Given a database, computing the fraction of rows that contain a query itemset or determining whether this fraction is above some threshold are fundamental operations in data mining. A uniform sample of rows is a good sketch of the database in the sense that all sufficiently frequent itemsets and their approximate frequencies are recoverable from the sample, and the sketch size is independent of the number of rows in the original database. For many seemingly similar problems there are better sketching algorithms than uniform sampling.

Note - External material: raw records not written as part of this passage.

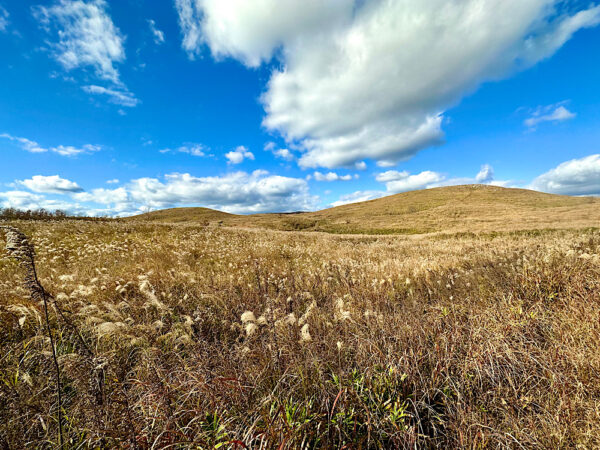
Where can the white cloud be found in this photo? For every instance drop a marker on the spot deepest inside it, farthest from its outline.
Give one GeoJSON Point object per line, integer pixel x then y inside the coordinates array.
{"type": "Point", "coordinates": [190, 149]}
{"type": "Point", "coordinates": [237, 192]}
{"type": "Point", "coordinates": [117, 96]}
{"type": "Point", "coordinates": [574, 177]}
{"type": "Point", "coordinates": [331, 176]}
{"type": "Point", "coordinates": [358, 196]}
{"type": "Point", "coordinates": [24, 200]}
{"type": "Point", "coordinates": [26, 144]}
{"type": "Point", "coordinates": [371, 79]}
{"type": "Point", "coordinates": [69, 150]}
{"type": "Point", "coordinates": [551, 113]}
{"type": "Point", "coordinates": [34, 147]}
{"type": "Point", "coordinates": [485, 175]}
{"type": "Point", "coordinates": [252, 31]}
{"type": "Point", "coordinates": [238, 155]}
{"type": "Point", "coordinates": [396, 182]}
{"type": "Point", "coordinates": [3, 19]}
{"type": "Point", "coordinates": [50, 184]}
{"type": "Point", "coordinates": [284, 153]}
{"type": "Point", "coordinates": [159, 36]}
{"type": "Point", "coordinates": [86, 36]}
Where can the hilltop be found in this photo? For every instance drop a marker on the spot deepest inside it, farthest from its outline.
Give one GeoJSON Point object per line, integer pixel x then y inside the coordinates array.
{"type": "Point", "coordinates": [468, 208]}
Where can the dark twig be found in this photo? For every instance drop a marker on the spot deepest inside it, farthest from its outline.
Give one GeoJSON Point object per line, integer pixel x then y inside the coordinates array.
{"type": "Point", "coordinates": [23, 252]}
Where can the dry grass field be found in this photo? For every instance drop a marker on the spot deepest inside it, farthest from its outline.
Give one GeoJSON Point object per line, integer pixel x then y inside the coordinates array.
{"type": "Point", "coordinates": [190, 335]}
{"type": "Point", "coordinates": [448, 209]}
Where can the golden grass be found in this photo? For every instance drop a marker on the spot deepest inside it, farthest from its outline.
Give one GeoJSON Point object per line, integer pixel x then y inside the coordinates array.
{"type": "Point", "coordinates": [447, 209]}
{"type": "Point", "coordinates": [205, 337]}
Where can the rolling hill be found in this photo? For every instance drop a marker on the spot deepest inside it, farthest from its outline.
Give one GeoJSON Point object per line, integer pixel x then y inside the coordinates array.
{"type": "Point", "coordinates": [468, 208]}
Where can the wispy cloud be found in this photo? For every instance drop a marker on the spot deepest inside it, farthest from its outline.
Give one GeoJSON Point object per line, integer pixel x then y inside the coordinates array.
{"type": "Point", "coordinates": [551, 113]}
{"type": "Point", "coordinates": [331, 176]}
{"type": "Point", "coordinates": [238, 155]}
{"type": "Point", "coordinates": [63, 150]}
{"type": "Point", "coordinates": [86, 36]}
{"type": "Point", "coordinates": [50, 184]}
{"type": "Point", "coordinates": [575, 177]}
{"type": "Point", "coordinates": [119, 97]}
{"type": "Point", "coordinates": [337, 94]}
{"type": "Point", "coordinates": [190, 149]}
{"type": "Point", "coordinates": [159, 36]}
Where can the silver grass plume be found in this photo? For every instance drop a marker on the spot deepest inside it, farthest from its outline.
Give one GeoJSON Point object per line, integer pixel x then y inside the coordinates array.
{"type": "Point", "coordinates": [18, 246]}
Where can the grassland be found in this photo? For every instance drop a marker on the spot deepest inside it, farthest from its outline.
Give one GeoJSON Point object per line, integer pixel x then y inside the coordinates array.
{"type": "Point", "coordinates": [190, 335]}
{"type": "Point", "coordinates": [449, 209]}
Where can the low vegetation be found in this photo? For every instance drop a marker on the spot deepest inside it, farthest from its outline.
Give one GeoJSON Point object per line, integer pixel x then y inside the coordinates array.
{"type": "Point", "coordinates": [187, 336]}
{"type": "Point", "coordinates": [441, 210]}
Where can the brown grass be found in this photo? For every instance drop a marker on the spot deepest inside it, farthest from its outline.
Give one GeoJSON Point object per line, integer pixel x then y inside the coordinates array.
{"type": "Point", "coordinates": [446, 209]}
{"type": "Point", "coordinates": [447, 341]}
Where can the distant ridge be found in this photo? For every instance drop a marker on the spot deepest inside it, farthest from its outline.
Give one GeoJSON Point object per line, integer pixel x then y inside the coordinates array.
{"type": "Point", "coordinates": [467, 208]}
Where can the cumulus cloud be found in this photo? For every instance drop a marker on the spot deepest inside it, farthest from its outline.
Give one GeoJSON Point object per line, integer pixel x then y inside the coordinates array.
{"type": "Point", "coordinates": [238, 192]}
{"type": "Point", "coordinates": [485, 175]}
{"type": "Point", "coordinates": [24, 200]}
{"type": "Point", "coordinates": [50, 184]}
{"type": "Point", "coordinates": [117, 96]}
{"type": "Point", "coordinates": [331, 176]}
{"type": "Point", "coordinates": [238, 155]}
{"type": "Point", "coordinates": [402, 181]}
{"type": "Point", "coordinates": [371, 79]}
{"type": "Point", "coordinates": [190, 149]}
{"type": "Point", "coordinates": [396, 182]}
{"type": "Point", "coordinates": [281, 153]}
{"type": "Point", "coordinates": [3, 19]}
{"type": "Point", "coordinates": [158, 35]}
{"type": "Point", "coordinates": [86, 36]}
{"type": "Point", "coordinates": [574, 177]}
{"type": "Point", "coordinates": [63, 150]}
{"type": "Point", "coordinates": [551, 113]}
{"type": "Point", "coordinates": [358, 196]}
{"type": "Point", "coordinates": [252, 31]}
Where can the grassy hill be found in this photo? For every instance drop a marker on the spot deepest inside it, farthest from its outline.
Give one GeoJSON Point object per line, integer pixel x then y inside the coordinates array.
{"type": "Point", "coordinates": [469, 208]}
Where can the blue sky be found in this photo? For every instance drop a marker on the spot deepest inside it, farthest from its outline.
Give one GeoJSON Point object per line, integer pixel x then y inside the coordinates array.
{"type": "Point", "coordinates": [112, 108]}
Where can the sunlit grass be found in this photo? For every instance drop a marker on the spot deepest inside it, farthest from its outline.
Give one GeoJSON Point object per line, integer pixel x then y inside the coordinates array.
{"type": "Point", "coordinates": [203, 337]}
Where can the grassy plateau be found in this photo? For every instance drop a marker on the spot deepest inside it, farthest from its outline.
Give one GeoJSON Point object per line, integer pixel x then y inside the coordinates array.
{"type": "Point", "coordinates": [463, 317]}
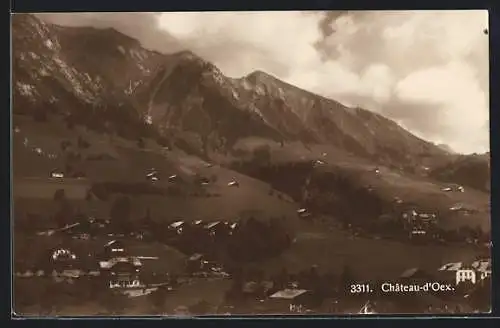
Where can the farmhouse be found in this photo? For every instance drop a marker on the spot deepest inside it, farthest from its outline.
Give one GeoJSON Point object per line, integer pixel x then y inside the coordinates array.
{"type": "Point", "coordinates": [292, 301]}
{"type": "Point", "coordinates": [45, 188]}
{"type": "Point", "coordinates": [177, 226]}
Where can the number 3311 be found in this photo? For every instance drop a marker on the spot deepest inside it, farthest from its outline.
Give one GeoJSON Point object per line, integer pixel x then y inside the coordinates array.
{"type": "Point", "coordinates": [359, 288]}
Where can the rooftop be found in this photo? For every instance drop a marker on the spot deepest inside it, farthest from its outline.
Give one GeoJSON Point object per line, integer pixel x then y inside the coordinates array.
{"type": "Point", "coordinates": [288, 293]}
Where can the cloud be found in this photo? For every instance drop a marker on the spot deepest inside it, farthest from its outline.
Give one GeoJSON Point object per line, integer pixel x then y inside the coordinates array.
{"type": "Point", "coordinates": [427, 70]}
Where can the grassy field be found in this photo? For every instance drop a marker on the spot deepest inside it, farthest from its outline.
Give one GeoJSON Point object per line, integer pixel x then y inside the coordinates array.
{"type": "Point", "coordinates": [31, 249]}
{"type": "Point", "coordinates": [315, 244]}
{"type": "Point", "coordinates": [332, 249]}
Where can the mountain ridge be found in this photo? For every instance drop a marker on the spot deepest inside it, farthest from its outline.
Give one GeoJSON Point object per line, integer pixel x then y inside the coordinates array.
{"type": "Point", "coordinates": [183, 94]}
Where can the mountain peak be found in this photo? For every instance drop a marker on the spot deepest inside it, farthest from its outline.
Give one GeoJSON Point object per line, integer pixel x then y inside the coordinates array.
{"type": "Point", "coordinates": [260, 76]}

In this paper we show that for itemset frequency sketching this is not the case. That is, we prove that there exist classes of databases for which uniform sampling is a space optimal sketch for approximate itemset frequency analysis, up to constant or iterated-logarithmic factors.
项目集频率草图的空间下界
给定一个数据库,计算包含查询项集的行比例或确定该比例是否超过某个阈值是数据挖掘中的基本操作。统一的行样本是一个很好的数据库草图,因为所有足够频繁的项目集及其近似频率都可以从样本中恢复,草图的大小与原始数据库中的行数无关。对于许多看似相似的问题,有比均匀采样更好的草图算法。在本文中,我们表明,对于项目集频率草图这不是情况。也就是说,我们证明了存在一类数据库,其中均匀抽样是近似项集频率分析的空间最优草图,直至常数或迭代对数因子。
本文章由计算机程序翻译,如有差异,请以英文原文为准。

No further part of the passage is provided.